Hi, I’m Simon Arneaud, an independent tech consultant. Welcome to my personal blog.
What I do
My typical day job is what some people call site reliability engineering (SRE). I help organisations develop, deploy and manage software systems that are reliable, maintainable, efficient and scalable (for both machines and people). A good example is the work I did scaling the social media site Vocal. I mostly work for fast-growing small and medium companies that want help across their existing tech stack. Typical requests include
- Production-ready, reliable app deployments on Linux/Unix-like systems (cloud or on-prem, using a wide range of platforms)
- Automation, infrastructure-as-code and development processes
- Site migrations
- Software, networking and systems architecture advice
- Problem-solving in compliance environments
- Performance tuning of apps and databases (mainly PostgreSQL)
I also do programming and other nerdy things as hobbies. Sometimes I publish my programming projects on Gitlab.
Things I post about
You’re probably not interested in all the things I am, so I organise my posts by tag.
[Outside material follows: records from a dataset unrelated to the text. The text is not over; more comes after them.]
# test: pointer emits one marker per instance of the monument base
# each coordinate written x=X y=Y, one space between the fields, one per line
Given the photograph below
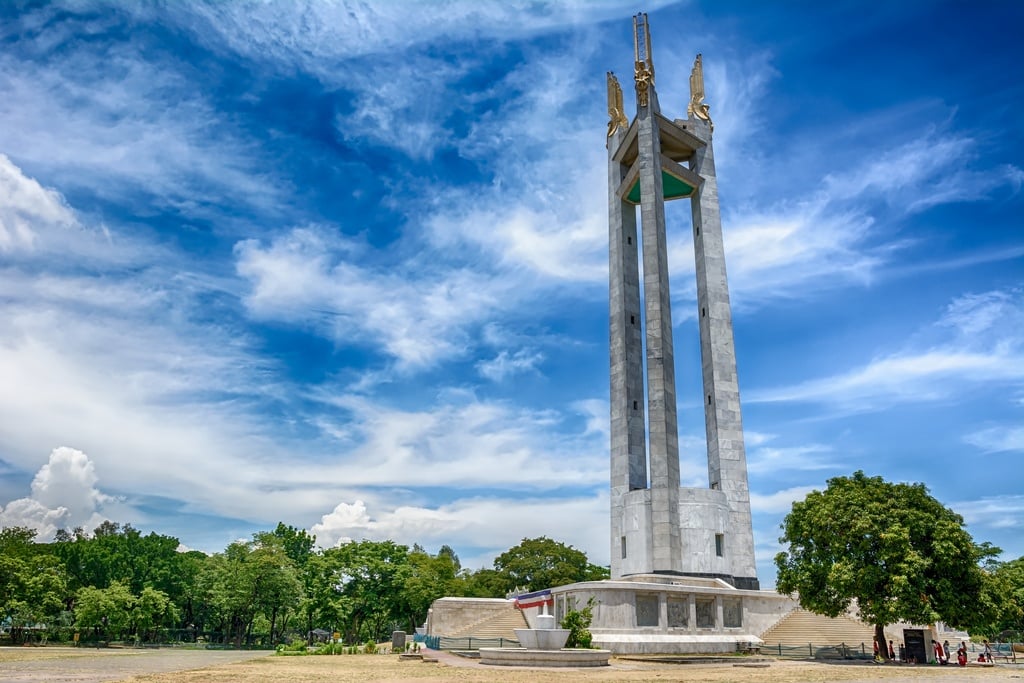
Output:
x=667 y=614
x=518 y=656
Most of my posts are about
- Things I’ve learned from SRE work (Reliability, Performance, Software Engineering)
- Things I’ve learned by running my own business (Business, Careers, Sociotechnology)
- Computer science and algorithms (Computer Science)
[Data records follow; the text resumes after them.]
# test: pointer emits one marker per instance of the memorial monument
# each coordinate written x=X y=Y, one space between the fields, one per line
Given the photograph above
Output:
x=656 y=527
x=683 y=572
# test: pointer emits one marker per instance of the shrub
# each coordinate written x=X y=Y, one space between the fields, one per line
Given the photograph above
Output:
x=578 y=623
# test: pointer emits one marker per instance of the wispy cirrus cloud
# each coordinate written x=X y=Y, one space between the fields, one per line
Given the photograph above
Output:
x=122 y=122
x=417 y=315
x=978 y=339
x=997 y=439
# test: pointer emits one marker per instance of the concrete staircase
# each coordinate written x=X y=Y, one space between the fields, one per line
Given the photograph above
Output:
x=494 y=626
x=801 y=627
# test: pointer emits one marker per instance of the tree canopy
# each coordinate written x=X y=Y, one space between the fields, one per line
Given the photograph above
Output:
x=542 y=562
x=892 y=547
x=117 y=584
- Systems programming (Systems Design, Low Level)
- Maths (Mathematics)
- System administration and tooling (Tools, Servers)
- Security (Security)
- Various things I translate from Japanese (Translation and Japanese)
A lot of my hobby programming is in the D programming language, so I often blog about various D-related things.
Can I work for you?
To save some time, check this list before contacting me:
Do you want me to join your company as an employee?
Sorry, I enjoy running my own business, so you’d have to offer me an above-market deal to give it up. Realistically, you’re better off finding someone else who does want to be an employee.
Do you have a cool business idea and want someone to build it?
I recommend reading a book like The Lean Startup, and prioritising finding a market fit as quickly and cheaply as possible. Performance and scalability can come later.
Do you want me to work for a discount because your project is “interesting”?
I’m already interested in a lot of things.
Most “boring” work still has plenty of interesting problems in the details. When people come to me apologising about their “boring” work, I know there’s got to be some other reason it matters to them. That reason usually makes it interesting.